Yoga is a vehicle for integrating and communicating some of the values and “ways of living” that are not just meaningful to me… I live the way I do because it brought me back to life. Walking hand in hand with others who are on their own journey of sobriety or disordered eating, it never ceases to amaze me how yoga has application to literally anything that life could throw at us. Lately the conversations I’ve been having are coming back to this theme of hypercritical self reflection. Perfectionism was formerly a deadly roadmap I used to navigate my day to day. I could not win, no matter what I did, and I tried everything to please the inner critic that ruled my mind.
It breaks my heart to hear others deal with similar internal harassment. And, at least for me, it was harassment. I was berated day in and day out by a chronically discontent, self parenting voice. When I got into recovery, it was very clear to me that if I was going to be sober and aim to take care of myself, I was going to have to make friends with my head. Picture trying to befriend a sadistic tyrant, my task of self reconciliation was going to be the undertaking of epic proportions.

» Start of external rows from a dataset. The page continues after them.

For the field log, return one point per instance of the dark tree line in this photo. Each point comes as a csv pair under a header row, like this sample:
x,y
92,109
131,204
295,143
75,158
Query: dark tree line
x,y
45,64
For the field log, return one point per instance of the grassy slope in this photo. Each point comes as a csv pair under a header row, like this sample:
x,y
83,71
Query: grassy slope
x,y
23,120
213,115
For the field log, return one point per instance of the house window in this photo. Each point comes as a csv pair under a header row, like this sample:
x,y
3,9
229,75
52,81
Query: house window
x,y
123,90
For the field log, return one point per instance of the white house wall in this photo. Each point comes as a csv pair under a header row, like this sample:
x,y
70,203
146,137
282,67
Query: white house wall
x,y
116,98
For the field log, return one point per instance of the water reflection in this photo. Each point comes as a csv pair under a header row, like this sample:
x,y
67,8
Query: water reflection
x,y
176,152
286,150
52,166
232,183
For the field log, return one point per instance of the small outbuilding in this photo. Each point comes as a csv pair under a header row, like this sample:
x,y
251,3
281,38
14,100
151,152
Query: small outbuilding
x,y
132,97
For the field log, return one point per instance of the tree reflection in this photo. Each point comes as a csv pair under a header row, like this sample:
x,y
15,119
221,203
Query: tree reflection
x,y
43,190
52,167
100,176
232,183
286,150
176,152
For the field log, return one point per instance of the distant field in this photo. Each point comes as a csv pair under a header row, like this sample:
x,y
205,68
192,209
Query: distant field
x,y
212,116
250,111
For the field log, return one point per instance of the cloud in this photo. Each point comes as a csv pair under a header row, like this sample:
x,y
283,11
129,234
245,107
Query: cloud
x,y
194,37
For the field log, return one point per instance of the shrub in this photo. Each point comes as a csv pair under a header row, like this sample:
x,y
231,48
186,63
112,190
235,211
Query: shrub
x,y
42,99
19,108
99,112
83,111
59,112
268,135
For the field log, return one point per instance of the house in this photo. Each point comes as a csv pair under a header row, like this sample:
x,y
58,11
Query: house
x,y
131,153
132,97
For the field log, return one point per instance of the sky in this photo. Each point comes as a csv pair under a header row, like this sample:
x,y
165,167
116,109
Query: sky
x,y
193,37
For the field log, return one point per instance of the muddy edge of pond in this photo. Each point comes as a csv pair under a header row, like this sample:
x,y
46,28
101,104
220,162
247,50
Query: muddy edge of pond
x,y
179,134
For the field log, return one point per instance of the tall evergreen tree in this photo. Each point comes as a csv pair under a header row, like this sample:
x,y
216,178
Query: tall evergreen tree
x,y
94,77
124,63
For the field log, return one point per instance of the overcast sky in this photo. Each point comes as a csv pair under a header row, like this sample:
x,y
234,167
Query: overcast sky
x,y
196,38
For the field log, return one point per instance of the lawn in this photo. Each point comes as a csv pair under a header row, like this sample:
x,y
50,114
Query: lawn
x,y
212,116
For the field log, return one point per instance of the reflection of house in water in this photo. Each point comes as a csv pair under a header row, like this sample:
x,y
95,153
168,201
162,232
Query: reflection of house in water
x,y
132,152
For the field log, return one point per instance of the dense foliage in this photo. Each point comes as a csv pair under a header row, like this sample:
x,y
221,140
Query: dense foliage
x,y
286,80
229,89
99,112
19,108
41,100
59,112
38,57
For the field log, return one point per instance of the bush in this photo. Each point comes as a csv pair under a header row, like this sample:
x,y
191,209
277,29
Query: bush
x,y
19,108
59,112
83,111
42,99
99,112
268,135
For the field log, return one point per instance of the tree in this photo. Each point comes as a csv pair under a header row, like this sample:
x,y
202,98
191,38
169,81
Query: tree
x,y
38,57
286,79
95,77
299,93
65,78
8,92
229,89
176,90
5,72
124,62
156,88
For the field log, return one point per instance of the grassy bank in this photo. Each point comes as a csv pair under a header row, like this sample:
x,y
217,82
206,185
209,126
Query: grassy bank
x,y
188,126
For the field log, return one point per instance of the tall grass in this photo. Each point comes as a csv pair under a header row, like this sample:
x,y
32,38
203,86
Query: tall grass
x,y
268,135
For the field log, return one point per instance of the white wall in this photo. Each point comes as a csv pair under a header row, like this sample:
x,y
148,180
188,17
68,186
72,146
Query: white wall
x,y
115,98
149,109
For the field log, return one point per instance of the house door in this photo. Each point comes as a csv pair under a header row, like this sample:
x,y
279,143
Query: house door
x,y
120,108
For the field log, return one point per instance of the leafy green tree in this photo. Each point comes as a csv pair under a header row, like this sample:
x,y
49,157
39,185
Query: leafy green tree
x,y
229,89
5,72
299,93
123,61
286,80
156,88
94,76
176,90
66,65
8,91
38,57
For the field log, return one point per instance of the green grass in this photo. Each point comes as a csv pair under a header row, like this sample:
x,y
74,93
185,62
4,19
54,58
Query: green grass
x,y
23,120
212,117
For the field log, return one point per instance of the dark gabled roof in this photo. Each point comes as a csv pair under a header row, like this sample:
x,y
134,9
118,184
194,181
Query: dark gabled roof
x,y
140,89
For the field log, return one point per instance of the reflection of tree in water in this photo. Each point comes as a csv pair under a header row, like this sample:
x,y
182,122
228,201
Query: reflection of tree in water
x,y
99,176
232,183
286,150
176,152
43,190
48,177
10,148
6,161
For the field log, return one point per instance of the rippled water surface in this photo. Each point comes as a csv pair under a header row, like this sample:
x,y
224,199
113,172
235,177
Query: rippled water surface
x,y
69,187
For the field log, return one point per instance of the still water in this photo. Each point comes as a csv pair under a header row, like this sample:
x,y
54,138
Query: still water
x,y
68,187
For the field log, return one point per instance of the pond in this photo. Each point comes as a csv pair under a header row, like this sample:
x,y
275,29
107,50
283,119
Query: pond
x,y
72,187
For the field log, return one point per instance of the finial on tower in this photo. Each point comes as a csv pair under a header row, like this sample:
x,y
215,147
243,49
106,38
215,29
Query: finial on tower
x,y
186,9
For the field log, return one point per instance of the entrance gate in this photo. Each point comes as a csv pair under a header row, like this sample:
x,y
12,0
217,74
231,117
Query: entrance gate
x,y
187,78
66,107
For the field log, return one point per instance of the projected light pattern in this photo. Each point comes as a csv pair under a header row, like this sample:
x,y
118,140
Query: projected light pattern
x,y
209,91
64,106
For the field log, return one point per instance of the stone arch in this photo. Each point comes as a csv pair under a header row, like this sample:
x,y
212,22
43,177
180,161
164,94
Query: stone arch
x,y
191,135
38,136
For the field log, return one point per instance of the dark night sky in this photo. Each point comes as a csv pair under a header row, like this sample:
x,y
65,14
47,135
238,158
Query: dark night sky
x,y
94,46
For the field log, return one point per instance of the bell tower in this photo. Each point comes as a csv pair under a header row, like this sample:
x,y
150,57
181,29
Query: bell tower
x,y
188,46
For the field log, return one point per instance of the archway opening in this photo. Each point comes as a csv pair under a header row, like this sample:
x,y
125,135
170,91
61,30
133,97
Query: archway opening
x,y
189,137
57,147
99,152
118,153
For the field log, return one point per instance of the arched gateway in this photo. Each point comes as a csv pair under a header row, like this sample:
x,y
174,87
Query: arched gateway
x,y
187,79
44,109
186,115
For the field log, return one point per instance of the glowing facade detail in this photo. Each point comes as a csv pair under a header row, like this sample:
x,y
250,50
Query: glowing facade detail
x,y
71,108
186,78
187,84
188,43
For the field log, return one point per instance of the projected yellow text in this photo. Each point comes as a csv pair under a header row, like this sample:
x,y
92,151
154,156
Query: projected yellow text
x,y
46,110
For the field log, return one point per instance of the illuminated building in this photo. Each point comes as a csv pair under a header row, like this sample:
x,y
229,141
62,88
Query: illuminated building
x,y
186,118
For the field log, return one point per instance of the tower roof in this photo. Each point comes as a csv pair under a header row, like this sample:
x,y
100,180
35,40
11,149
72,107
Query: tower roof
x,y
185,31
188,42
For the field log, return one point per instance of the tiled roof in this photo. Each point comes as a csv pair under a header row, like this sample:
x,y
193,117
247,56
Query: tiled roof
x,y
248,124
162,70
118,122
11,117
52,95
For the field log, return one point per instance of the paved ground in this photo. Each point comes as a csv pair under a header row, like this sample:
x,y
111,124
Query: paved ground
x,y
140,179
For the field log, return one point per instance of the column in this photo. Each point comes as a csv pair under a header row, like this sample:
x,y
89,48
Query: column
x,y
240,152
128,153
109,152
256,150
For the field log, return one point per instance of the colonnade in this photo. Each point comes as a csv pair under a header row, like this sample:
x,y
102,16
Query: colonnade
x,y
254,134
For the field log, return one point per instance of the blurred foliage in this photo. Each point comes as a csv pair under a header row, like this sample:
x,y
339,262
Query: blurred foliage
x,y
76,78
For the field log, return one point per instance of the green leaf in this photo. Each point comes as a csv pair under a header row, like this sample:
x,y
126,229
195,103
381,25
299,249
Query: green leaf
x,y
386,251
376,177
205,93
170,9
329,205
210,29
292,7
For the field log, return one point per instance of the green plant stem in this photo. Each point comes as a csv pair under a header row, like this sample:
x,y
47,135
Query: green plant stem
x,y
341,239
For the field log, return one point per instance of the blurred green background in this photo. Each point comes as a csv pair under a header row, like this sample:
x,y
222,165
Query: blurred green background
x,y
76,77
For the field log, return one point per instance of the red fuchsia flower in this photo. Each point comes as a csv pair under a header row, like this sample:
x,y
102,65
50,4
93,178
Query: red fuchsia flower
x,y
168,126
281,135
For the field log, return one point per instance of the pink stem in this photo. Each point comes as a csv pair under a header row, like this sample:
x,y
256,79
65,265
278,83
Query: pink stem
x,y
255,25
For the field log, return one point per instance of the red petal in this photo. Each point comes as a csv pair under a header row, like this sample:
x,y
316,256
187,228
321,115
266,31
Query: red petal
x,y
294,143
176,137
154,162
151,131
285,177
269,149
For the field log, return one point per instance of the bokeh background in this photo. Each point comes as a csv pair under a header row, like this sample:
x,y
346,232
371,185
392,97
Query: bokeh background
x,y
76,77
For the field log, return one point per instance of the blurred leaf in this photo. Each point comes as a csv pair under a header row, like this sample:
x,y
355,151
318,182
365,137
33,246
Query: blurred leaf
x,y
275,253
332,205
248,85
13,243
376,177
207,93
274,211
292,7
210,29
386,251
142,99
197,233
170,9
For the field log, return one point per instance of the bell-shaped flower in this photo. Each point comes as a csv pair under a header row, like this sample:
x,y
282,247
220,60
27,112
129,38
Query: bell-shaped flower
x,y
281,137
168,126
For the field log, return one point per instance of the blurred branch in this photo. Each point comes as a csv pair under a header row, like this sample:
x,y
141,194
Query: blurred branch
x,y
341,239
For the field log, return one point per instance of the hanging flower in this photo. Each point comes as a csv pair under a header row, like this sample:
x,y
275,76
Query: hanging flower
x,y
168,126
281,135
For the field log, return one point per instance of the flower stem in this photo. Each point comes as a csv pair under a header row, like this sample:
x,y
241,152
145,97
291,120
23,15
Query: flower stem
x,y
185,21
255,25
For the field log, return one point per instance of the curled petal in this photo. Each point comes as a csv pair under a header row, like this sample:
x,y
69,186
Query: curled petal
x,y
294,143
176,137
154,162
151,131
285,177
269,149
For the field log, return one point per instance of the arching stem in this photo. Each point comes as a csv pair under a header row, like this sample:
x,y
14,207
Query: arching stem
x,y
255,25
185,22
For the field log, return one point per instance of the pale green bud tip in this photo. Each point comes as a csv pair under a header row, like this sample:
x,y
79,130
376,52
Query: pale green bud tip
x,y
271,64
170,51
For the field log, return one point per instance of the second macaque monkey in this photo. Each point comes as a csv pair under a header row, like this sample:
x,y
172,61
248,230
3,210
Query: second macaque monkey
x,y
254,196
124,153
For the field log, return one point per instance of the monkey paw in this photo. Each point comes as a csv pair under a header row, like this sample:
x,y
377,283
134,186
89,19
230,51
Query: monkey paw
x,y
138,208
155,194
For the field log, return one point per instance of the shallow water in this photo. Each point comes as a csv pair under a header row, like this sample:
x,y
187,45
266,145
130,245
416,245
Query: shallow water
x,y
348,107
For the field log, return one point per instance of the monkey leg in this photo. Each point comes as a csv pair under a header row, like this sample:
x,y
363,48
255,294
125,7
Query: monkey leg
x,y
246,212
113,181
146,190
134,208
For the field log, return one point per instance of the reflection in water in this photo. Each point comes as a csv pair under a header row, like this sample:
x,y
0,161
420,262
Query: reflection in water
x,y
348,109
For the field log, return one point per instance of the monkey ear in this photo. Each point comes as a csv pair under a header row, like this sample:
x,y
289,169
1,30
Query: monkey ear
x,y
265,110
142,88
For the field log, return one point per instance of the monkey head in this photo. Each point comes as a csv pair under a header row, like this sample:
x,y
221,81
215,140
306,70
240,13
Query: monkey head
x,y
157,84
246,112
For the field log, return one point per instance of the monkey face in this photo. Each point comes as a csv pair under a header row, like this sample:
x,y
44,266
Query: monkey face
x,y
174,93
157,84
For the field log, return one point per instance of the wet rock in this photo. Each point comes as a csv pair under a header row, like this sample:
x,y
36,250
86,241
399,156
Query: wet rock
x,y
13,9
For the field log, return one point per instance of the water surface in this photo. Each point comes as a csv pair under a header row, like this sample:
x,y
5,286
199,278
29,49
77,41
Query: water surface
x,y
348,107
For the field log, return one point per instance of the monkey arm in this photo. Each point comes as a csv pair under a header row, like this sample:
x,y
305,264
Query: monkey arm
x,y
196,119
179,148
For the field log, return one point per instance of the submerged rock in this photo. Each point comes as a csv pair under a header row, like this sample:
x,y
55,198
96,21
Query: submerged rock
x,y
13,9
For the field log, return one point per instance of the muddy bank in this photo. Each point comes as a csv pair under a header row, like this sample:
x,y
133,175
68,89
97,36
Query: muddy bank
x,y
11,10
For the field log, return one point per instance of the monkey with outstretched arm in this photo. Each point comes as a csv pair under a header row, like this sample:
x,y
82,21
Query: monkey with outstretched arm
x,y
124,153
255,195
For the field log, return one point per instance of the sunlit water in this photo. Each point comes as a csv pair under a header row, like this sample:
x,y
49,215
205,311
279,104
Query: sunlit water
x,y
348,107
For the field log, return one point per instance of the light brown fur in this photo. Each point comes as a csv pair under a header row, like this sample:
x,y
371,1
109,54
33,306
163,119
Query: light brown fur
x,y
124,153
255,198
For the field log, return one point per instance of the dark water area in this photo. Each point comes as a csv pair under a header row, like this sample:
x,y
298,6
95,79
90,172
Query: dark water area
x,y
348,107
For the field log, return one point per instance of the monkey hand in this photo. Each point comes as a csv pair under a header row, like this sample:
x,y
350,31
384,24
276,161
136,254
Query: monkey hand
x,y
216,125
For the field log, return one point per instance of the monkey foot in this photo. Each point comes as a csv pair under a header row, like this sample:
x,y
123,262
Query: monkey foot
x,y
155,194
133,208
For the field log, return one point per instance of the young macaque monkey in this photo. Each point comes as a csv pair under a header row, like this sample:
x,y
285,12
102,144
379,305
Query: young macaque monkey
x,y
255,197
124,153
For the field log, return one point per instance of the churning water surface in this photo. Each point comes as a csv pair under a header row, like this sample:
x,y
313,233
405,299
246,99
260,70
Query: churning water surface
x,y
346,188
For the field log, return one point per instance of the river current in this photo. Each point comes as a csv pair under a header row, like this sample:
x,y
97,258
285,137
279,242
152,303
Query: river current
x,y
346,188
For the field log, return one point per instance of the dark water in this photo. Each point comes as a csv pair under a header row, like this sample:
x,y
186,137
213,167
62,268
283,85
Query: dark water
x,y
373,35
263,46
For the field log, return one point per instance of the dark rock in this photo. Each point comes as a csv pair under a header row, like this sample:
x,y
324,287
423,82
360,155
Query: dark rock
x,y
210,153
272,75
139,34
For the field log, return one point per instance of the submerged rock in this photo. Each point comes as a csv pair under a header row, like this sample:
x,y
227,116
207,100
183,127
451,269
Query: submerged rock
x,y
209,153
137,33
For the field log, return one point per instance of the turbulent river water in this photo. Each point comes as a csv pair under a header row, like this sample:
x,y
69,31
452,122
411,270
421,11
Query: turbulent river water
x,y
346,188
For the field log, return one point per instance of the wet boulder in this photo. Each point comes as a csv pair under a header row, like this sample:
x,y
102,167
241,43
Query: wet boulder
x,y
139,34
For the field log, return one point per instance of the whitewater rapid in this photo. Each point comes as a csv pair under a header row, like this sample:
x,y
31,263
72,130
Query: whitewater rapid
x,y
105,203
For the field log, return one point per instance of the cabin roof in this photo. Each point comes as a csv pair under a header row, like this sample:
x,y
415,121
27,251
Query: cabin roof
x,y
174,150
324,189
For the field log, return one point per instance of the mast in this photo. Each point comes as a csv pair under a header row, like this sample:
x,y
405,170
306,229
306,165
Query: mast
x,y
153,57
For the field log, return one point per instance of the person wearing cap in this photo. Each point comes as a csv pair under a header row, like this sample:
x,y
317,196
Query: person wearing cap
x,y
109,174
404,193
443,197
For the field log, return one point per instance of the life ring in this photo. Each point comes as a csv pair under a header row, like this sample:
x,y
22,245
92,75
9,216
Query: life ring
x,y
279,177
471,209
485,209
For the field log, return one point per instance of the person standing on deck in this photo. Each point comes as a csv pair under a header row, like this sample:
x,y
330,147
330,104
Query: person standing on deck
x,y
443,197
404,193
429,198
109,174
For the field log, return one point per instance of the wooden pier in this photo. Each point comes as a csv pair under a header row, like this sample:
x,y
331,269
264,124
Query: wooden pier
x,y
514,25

Initially, I tried anything that was suggested to me. I stuck post it notes with affirmations and quotes all over my mirrors and in my cars. I said mantras, prayed, tapped, and meditated. I didn’t find anything that helped me to instantly or permanently eradicate the angry voice inside my head.
What does yoga say about the inner critic?
“Yoga is the process of cleaning the mind and whatever is blocking the inner light – the part of you that doesn’t need to be fixed, controlled or perfected.” (Yoga Journal, 2011). Yoga believes that within each of us is an eternal divine (capital “S”) “Self” and a temporary human (lowercase “s”) “self”. Our “Self” is not subject to criticism, it sits above and transcends that which can be judged, but our impermanent “self” is the part of us where judgment, fear, shame and resistance would come from.
When I am able to recognize which part of me, my thoughts are coming from, I am able to differentiate whether my thoughts are better saved for further contemplation or better left to drift along out of my consciousness. Yoga shares that we have something like clouds in our minds that can make our true understanding of ourself difficult. Two of these clouds (or “kleshas” in Sanskrit) are “avidya” (false understanding) and “asmita” (false identification). In order to connect to our divinity, our God-conscious “Self”, we must continue to practice filtering and sifting through the mental clouds that can keep us stuck in “self.”
This awareness has made a huge difference for me and how I pay attention and validate my own thinking. Knowing that thousands of years ago a philosophical outline was created to assist me in navigating the way towards awareness of my connectivity to the eternal brings me comfort and resolve that I am not alone in this sacred journey.
How have you handled your inner critic? Any tips, readings, or exercises that have helped you on your way?